Los problemas del gas natural licuado

Los problemas del gas natural licuado

GAS LICUADO

Australia, el país que le dio al mundo el búmeran, tiene un papel estelar en la próxima fase de la erosión de la industria energética. Aunque los precios del petróleo han sido la fuente de mucha ansiedad, el anuncio de  Woodside Petroleum  de que cancelará su proyecto Browse de $40.000 millones, en el cual buscaba desarrollar yacimientos de gas natural licuado cerca de la costa australiana, resalta las preocupaciones del sector.

 Pese a que es un paso en la dirección correcta en términos de retirar producción futura, no será suficiente para equilibrar la oferta y la demanda.

La decisión se conoció apenas días después  que zarpara el primer cargamento de gas de otro gran yacimiento australiano de Gas Natural Licuado (GNL), Gorgon, el que es explotado por un consorcio encabezado por  Chevron  y en el que también participan Shell y  Exxon Mobil.

Los precios bajos son un riesgo para cualquier productor de materias primas, pero son especialmente problemáticos para los que tienen que gastar enormes sumas por adelantado en proyectos que tomarán décadas en devolverles su inversión.

Es por esto que las personas que ponen capital y considerable deuda para construir una instalación de GNL necesitan ver contratos a largo plazo, que a menudo están ligados a los precios del crudo a largo plazo, antes de comprometerse.

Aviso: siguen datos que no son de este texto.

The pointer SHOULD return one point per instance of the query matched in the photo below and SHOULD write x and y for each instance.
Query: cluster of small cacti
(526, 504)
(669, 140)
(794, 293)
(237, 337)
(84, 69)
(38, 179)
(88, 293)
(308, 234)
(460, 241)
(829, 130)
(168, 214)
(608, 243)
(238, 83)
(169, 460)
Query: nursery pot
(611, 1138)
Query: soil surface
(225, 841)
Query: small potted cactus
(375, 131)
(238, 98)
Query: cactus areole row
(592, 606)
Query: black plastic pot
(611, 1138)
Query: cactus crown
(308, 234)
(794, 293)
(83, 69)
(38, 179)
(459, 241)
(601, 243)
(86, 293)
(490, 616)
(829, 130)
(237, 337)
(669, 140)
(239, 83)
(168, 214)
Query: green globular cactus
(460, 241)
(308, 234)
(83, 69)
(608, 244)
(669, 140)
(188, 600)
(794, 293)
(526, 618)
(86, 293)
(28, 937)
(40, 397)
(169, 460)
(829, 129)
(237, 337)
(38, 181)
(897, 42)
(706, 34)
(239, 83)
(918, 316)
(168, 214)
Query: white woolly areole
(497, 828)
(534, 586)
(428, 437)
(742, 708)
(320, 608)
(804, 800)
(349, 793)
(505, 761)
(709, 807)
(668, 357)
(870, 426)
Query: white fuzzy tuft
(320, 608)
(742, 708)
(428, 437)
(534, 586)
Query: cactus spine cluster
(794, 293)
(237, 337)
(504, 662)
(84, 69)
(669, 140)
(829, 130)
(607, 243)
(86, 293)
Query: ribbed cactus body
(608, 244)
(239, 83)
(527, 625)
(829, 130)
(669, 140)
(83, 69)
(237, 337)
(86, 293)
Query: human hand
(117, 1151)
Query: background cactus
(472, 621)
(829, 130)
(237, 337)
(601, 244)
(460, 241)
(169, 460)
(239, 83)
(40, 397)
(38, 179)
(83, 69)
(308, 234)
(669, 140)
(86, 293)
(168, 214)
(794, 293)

El año pasado, un analista de la Agencia Internacional de Energía advirtió que cerca de $200.000 millones en proyectos de GNL en Australia no llegarían al punto de equilibrio para los inversionistas, aunque la cotización del petróleo alcanzara $60 el barril.

Hace apenas un par de años, todo parecía favorecer proyectos como Gorgon y Browse, que, además de Woodside, incluían a Shell y BP como inversionistas.

La demanda de GNL estaba creciendo al galope, particularmente en mercados como China e India. Igualmente, el desastre de la planta nuclear de Fukushima en 2011 generó una gran demanda mercado para los cargamentos al contado, aquellos envíos de excedentes que pueden ir al mejor postor. Estos llegaron a alcanzar los $20 por millón de Unidades Térmicas Británicas (BTU) y aún estaban en $14 hace dos años.

Sin embargo, se ha agregado tanta capacidad en momentos en que la demanda de China está desacelerándose, que el precio de referencia Marker para Japón/Corea ha caído a cerca de $4,40.

 En base solo a los proyectos GNL que han sido completados o se encuentran bajo construcción y antes de que se hiciera el anuncio de la cancelación de Browse, analistas de  Citigroup  calcularon que el mercado global tendrá un exceso de suministro de 28 millones de toneladas para 2018 y no llegará a un punto de equilibrio antes de 2021. El mercado global de GNL del año pasado fue de 250 millones de toneladas.

Los cálculos de exceso de suministro no incluyen proyectos en etapa de planificación que probablemente seguirán adelante, tales como un puñado de yacimientos en Estados Unidos (EE.UU.), en donde los precios locales se encuentran en su nivel más bajo en 17 años. También asumen un incremento considerable en la demanda. Por ejemplo, en la cuenca del Pacífico, los analistas prevén un crecimiento anual compuesto de 8% durante la próxima década.

El problema no se limita al mercado al contado y los precios del crudo. Por desgracia para los inversionistas en megaproyectos de GNL, los contratos a largo plazo firmados en la época de vacas gordas, que solían considerarse sacrosantos, están bajo presión.